The Big Picture:
On 29 June 2025, the influential Grattan Institute published a 108-page report with proposals to save the NDIS (link below).
Many allied health providers were distracted by financial year-end and compliance tasks to comply with the (now live) Pricing Limits for 2025-26.
But the report is well worth a read – particularly for paediatric allied health providers who own or work out of clinics.
Attention-grabbers:
The report authors, led by former NDIA senior policy advisor Dr Sam Bennett, propose several very significant changes:
- Abolish the early intervention pathway (i.e. section 25 of the NDIS Act) (pp57, 83).
- Abolish individualised funding for all children under 18 who are or would have otherwise been supported through the early intervention pathway (pp31, 57).
- Redirect funds to replace the early intervention pathway with “muscular” Foundational Supports (pp56-59):
- general supports: information and education; and
- targeted supports, including “low-to-mid-level allied health supports to improve the long-term capabilities of children” (p13).
- Governments to co-commission Foundational Supports:
- with 3-5 year contracts (pp49, 71), including for “evidence-based services” to “encourage providers to offer higher-quality programs” (p57); and
- from “lead providers” that have the capacity and systems to manage a group of sub-contractors (pp50, 73).
- Adopt a Key Worker model to help families navigate options (p54).
- 5-year transition to avoid service gaps and give providers “sufficient time to prepare” but with the transition to start from 1 July 2026 (p60).
- All Foundational Supports – and thus all early intervention therapies – for children to be delivered in natural environments – not clinics – including in “supported playgroups, early childhood education settings, health and community hubs, libraries, and family- and community-led organisations” (pp30, 57).
- No mandatory registration of allied health providers to provide Foundational Supports. Recognition of AHPRA registration/regulation by a professional body (p75).
- Better national sharing of provider information, and better integration of provider registration and worker screening checks (pp75-76).
- Retain individualised plan funding for children with lifelong and severe disability (i.e. for children who meet the disability requirements under s 24 of the NDIS Act) (p57).
Reality check:
These are proposals from a think tank – not government policies.

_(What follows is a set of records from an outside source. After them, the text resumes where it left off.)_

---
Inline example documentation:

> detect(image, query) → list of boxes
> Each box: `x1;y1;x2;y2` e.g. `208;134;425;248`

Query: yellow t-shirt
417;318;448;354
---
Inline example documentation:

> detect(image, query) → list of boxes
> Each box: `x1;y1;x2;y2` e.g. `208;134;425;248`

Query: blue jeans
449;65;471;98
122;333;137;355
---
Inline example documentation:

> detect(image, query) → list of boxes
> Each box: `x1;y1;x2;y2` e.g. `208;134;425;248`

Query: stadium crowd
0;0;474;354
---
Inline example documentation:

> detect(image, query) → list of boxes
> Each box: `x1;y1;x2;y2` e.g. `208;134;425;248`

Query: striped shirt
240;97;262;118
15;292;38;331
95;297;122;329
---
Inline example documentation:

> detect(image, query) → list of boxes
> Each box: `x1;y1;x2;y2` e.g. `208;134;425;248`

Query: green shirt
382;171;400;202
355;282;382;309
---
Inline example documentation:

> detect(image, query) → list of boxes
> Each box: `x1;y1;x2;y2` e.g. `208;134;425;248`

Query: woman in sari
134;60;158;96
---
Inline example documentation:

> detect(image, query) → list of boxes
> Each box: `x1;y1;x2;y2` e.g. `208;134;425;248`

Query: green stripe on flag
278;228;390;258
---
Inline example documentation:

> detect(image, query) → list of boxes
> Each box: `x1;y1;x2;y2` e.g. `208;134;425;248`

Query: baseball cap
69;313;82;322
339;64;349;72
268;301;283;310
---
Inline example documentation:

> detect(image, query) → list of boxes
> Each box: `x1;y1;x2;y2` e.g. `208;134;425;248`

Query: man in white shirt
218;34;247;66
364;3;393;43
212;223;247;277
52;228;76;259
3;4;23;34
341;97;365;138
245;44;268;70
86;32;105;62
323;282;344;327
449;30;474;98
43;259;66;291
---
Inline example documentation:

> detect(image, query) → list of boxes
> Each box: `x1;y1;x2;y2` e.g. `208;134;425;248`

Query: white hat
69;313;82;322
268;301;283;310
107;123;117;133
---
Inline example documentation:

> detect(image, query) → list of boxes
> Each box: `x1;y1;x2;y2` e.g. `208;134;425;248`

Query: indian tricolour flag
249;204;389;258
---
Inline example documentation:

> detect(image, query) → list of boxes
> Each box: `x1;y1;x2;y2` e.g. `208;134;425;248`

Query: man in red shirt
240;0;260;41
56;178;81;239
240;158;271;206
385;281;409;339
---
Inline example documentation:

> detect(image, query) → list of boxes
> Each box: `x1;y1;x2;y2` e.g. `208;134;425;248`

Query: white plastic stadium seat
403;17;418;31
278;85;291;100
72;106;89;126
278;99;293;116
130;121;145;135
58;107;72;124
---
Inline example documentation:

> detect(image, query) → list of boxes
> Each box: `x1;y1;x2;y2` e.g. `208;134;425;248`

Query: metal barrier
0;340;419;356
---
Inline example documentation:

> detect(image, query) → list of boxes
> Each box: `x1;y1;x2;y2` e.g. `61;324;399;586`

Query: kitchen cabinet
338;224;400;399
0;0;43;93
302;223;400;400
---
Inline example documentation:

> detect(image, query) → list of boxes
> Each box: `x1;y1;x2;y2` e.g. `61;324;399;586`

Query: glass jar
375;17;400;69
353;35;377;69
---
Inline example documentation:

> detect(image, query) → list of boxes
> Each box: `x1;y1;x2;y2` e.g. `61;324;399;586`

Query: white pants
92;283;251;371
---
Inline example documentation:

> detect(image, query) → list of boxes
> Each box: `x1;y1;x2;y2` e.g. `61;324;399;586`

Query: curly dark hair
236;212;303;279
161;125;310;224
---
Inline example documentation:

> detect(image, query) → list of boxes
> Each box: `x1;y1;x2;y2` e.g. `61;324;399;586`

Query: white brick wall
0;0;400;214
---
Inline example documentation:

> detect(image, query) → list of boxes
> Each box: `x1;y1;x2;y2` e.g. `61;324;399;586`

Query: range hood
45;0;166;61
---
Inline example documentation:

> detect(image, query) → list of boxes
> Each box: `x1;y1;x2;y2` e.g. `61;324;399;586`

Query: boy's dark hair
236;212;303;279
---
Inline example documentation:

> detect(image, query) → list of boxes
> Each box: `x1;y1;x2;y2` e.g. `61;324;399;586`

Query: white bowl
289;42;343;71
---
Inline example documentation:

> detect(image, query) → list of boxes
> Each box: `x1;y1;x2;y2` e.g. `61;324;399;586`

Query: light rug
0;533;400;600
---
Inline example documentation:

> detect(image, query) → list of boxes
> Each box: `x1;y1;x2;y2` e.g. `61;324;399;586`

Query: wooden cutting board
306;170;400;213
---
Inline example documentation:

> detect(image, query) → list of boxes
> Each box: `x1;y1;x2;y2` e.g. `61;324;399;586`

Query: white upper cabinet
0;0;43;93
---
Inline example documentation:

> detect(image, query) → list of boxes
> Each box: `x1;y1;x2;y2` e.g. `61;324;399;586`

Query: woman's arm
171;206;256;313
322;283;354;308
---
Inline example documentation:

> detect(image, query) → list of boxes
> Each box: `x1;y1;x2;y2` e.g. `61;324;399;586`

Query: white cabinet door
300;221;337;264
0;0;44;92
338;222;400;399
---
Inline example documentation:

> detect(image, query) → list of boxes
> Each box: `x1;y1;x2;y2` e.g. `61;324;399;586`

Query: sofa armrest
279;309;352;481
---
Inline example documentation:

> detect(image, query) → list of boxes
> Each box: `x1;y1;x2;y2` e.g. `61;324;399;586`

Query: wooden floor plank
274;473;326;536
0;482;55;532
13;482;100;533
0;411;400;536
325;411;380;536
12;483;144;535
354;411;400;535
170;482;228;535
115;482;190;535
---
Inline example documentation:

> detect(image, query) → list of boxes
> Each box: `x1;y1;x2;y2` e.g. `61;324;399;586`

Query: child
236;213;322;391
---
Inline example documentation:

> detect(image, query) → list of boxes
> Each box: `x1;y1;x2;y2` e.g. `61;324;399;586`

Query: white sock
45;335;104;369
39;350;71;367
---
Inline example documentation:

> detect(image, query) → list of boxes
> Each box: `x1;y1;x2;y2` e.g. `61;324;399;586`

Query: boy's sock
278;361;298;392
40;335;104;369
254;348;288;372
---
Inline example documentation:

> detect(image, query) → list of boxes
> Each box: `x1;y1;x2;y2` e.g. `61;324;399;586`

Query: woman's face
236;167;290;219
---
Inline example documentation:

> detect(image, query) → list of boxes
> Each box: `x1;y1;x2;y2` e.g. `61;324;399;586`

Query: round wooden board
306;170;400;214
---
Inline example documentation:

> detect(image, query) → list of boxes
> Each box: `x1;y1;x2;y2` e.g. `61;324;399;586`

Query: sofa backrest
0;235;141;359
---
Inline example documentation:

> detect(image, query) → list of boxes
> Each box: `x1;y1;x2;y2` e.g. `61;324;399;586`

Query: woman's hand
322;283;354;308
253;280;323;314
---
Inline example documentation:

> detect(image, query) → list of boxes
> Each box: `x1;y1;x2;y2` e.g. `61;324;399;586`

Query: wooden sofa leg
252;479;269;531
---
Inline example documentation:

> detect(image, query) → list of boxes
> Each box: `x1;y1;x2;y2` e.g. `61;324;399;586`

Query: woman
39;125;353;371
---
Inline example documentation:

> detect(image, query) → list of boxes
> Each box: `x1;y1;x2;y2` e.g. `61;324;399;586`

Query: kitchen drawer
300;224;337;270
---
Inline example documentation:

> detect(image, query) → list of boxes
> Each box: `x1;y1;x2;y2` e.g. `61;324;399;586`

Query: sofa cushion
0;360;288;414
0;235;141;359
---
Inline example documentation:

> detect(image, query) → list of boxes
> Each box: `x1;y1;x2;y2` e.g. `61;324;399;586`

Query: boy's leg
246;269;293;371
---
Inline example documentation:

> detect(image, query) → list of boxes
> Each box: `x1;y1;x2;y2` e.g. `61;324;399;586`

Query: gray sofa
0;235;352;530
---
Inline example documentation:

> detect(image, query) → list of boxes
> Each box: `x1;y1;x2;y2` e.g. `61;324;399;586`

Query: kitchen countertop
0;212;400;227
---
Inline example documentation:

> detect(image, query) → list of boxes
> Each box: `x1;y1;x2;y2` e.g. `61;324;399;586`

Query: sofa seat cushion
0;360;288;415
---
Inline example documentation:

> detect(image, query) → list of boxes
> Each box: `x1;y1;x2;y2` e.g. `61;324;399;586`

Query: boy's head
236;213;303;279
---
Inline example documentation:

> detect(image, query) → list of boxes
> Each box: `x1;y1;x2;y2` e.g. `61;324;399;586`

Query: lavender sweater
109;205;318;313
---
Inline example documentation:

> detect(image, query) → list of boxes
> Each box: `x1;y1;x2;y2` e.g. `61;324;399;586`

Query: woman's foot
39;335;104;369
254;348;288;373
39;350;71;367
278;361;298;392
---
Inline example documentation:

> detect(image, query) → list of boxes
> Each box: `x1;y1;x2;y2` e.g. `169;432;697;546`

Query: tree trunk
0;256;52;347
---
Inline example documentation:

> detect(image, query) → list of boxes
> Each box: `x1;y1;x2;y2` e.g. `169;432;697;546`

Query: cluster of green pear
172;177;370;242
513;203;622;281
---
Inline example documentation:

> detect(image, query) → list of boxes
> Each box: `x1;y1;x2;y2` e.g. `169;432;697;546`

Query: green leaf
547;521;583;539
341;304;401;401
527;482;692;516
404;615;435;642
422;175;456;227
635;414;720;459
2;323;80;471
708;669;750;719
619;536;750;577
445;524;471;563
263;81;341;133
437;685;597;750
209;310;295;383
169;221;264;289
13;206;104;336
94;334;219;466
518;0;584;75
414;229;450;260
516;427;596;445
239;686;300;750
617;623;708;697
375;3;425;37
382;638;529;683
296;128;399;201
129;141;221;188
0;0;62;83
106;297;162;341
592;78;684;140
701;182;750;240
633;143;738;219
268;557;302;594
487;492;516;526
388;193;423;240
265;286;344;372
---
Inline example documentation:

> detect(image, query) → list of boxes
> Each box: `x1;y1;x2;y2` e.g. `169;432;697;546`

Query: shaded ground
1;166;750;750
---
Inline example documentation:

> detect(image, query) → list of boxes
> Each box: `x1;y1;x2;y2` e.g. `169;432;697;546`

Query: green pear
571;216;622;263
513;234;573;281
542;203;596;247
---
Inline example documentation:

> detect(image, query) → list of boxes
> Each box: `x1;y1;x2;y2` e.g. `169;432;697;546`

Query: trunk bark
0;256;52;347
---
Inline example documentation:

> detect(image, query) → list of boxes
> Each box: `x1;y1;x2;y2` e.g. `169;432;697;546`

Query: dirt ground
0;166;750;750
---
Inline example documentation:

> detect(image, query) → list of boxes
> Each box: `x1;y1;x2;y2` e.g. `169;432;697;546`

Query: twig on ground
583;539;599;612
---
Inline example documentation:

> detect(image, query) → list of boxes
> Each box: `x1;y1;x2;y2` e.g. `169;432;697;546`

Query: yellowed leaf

But the report is well-researched and written, and is likely to get the attention of policy decision-makers, as well as media and social media critics of the NDIS.
Bottom line:
Participant and disability advocacy groups will have a lot more to say about the report and the implications for access, and for choice and control over allied health early intervention services.
But paediatric allied health providers should also consider the report when reviewing their business strategies and risks for 2025-26 and beyond.
If implemented, the Grattan proposals would:
- transform early intervention allied health service-delivery across Australia; and
- accelerate the sector-wide shake-out of paediatric allied health service providers.
Go deeper:
Bennett, S., Jessurun, M., and Orban, H. (2025). Saving the NDIS: How to rebalance disability services to get better results. Grattan Institute.